System Architecture Overview

┌──────────────────────────────────────────────────────────┐
│                     Application Layer                      │
│  ┌─────────────┐  ┌──────────────┐  ┌──────────────┐    │
│  │ Simulation  │  │   Renderer   │  │   Analytics  │    │
│  └─────────────┘  └──────────────┘  └──────────────┘    │
└───────────────────────┬──────────────────────────────────┘
                        │
┌───────────────────────▼──────────────────────────────────┐
│                Data Structure Layer                       │
│  ┌────────┐ ┌────────┐ ┌──────┐ ┌──────┐ ┌────────┐   │
│  │ Array  │ │ Queue  │ │ Pool │ │ Ring │ │ Atomic │   │
│  └────────┘ └────────┘ └──────┘ └──────┘ └────────┘   │
└───────────────────────┬──────────────────────────────────┘
                        │
┌───────────────────────▼──────────────────────────────────┐
│                  Foundation Layer                         │
│  ┌──────────┐  ┌──────────┐  ┌──────────┐              │
│  │ posix_shm│  │ shm_table│  │ shm_span │              │
│  └──────────┘  └──────────┘  └──────────┘              │
└───────────────────────┬──────────────────────────────────┘
                        │
┌───────────────────────▼──────────────────────────────────┐
│                    POSIX API Layer                        │
│         shm_open, mmap, shm_unlink, futex                │
└───────────────────────┬──────────────────────────────────┘
                        │
┌───────────────────────▼──────────────────────────────────┐
│                    Kernel Space                           │
│          Virtual Memory, Page Tables, IPC                │
└──────────────────────────────────────────────────────────┘

Memory Layout

Shared Memory Segment Structure

Offset   Size     Component
──────────────────────────────────────────
0x0000   4        Reference Counter (atomic)
0x0004   4-424KB  Metadata Table (configurable)
0xXXXX   Variable Data Structure 1
0xYYYY   Variable Data Structure 2
...

Metadata Table Entry

struct entry {
    char name[MAX_NAME_SIZE];  // Unique identifier
    size_t offset;              // Byte offset in segment
    size_t size;                // Total size in bytes
    size_t elem_size;           // Element size (for arrays)
    size_t num_elem;            // Number of elements
    bool active;                // Entry valid flag
};

Component Design

1. posix_shm - Memory Management

Responsibilities:

POSIX shared memory lifecycle
Reference counting
Memory mapping
Automatic cleanup

Key Design Decisions:

RAII Pattern: Automatic cleanup in destructor
Reference Counting: Last process cleans up
Header Embedding: Table stored in shared memory
Template Configuration: Compile-time table sizing

template<typename TableType>
class posix_shm_impl {
    struct header {
        std::atomic<int> ref_count;
        TableType table;  // Embedded metadata
    };
};

2. shm_table - Discovery System

Responsibilities:

Name-to-offset mapping
Dynamic structure discovery
Allocation tracking
Metadata storage

Design Pattern: Service Locator

// Register service
table->add("sensor_data", offset, size);
 
// Discover service
auto* entry = table->find("sensor_data");

Trade-offs:

Fixed maximum entries (compile-time)
Linear search (simple, cache-friendly)
No defragmentation (predictable performance)

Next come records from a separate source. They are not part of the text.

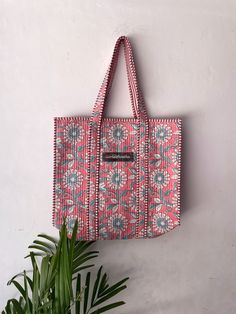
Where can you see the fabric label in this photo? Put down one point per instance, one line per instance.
(118, 156)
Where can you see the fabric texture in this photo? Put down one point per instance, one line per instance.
(120, 177)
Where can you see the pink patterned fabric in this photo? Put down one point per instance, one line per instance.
(120, 177)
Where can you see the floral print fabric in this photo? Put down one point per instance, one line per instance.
(117, 210)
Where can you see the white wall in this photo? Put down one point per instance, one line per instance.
(53, 57)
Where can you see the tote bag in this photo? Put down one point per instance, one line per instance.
(119, 177)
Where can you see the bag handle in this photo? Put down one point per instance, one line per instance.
(139, 110)
(95, 133)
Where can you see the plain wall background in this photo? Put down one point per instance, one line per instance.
(53, 57)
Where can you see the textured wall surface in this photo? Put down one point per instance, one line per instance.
(53, 57)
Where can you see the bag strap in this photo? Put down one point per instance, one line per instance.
(95, 136)
(139, 111)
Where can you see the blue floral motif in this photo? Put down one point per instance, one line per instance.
(118, 133)
(70, 223)
(72, 179)
(73, 133)
(116, 178)
(162, 223)
(160, 178)
(117, 223)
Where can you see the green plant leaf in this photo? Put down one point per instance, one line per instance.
(86, 292)
(114, 287)
(78, 294)
(95, 287)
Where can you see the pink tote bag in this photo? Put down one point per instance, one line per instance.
(120, 177)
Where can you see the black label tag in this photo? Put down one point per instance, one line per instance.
(118, 156)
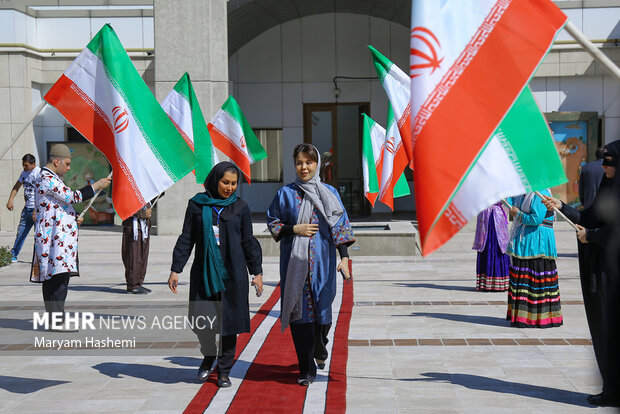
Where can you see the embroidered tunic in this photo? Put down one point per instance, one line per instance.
(320, 287)
(56, 230)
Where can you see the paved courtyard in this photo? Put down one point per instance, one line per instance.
(422, 339)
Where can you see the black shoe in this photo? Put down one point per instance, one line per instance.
(603, 400)
(205, 368)
(224, 382)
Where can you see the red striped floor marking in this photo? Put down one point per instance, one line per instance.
(269, 385)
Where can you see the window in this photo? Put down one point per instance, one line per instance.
(270, 168)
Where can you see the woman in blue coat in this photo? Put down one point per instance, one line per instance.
(310, 222)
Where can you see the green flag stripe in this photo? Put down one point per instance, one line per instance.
(256, 150)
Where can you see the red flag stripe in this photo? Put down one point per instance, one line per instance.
(91, 121)
(524, 26)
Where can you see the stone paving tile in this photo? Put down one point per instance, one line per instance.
(421, 338)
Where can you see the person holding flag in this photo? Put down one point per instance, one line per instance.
(534, 292)
(56, 230)
(599, 247)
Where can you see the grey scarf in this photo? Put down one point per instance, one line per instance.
(316, 195)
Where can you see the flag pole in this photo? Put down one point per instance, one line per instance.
(559, 212)
(91, 201)
(593, 50)
(23, 128)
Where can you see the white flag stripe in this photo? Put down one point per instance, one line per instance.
(387, 174)
(492, 177)
(222, 121)
(146, 170)
(398, 87)
(465, 17)
(317, 392)
(178, 109)
(223, 397)
(377, 138)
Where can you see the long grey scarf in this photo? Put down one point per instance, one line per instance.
(316, 195)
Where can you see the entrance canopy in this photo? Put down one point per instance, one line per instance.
(249, 18)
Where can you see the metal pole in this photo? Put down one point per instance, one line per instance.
(23, 128)
(593, 50)
(91, 201)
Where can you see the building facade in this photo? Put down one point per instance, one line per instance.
(300, 70)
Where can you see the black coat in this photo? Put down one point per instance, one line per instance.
(241, 253)
(589, 180)
(600, 281)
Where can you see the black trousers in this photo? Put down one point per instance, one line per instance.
(310, 340)
(55, 292)
(227, 359)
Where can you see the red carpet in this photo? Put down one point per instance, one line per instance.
(269, 384)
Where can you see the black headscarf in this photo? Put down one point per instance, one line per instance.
(211, 182)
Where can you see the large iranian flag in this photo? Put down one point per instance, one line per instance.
(182, 107)
(478, 132)
(103, 96)
(378, 169)
(398, 89)
(393, 163)
(231, 133)
(373, 137)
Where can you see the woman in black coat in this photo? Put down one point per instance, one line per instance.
(219, 273)
(599, 253)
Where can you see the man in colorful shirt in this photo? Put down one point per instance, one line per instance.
(56, 228)
(26, 178)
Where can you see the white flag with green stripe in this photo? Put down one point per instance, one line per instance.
(104, 97)
(232, 134)
(182, 107)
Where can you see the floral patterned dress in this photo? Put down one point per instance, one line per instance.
(56, 230)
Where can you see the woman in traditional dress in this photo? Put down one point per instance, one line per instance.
(599, 253)
(534, 292)
(491, 241)
(219, 224)
(310, 222)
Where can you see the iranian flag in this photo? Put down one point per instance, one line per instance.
(104, 97)
(182, 107)
(373, 137)
(398, 89)
(376, 166)
(478, 133)
(231, 133)
(393, 163)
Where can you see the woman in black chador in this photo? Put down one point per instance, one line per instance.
(599, 260)
(219, 224)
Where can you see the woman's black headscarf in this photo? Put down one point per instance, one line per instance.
(211, 182)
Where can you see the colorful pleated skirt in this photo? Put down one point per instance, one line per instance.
(534, 294)
(492, 265)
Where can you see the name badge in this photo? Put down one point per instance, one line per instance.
(216, 231)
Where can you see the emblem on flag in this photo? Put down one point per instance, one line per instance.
(425, 51)
(121, 119)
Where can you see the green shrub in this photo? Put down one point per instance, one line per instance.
(5, 256)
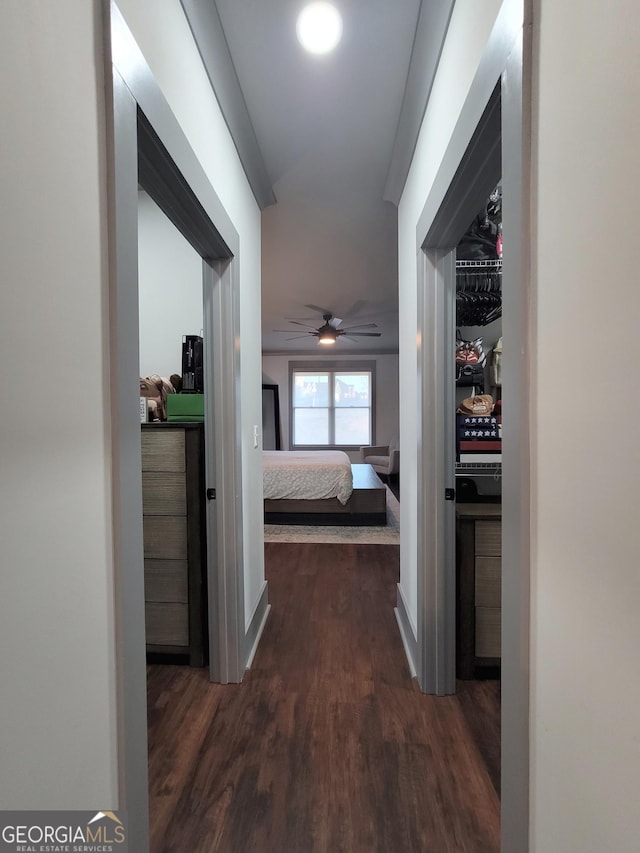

Memory Management: Stack/Bump Allocation

Our current implementation uses stack allocation (also called bump allocation):

// Allocation strategy (simplified)
size_t allocate(size_t size) {
    size_t offset = sizeof(table) + get_total_allocated_size();
    total_allocated += size;
    return offset;
}

This means:

✅ Simple: O(1) allocation, no scanning
✅ Predictable: No fragmentation delays
❌ No reclamation: Erased structures leave permanent gaps
❌ Memory leak: Repeated create/delete exhausts memory

Best Practices:

Initialize once: Create all structures at startup
Never erase: Treat structures as permanent
Use pools: For dynamic needs, use shm_object_pool
Size appropriately: Allocate enough memory upfront

Future Improvement: A free-list allocator could reuse gaps, but adds complexity and potential fragmentation issues.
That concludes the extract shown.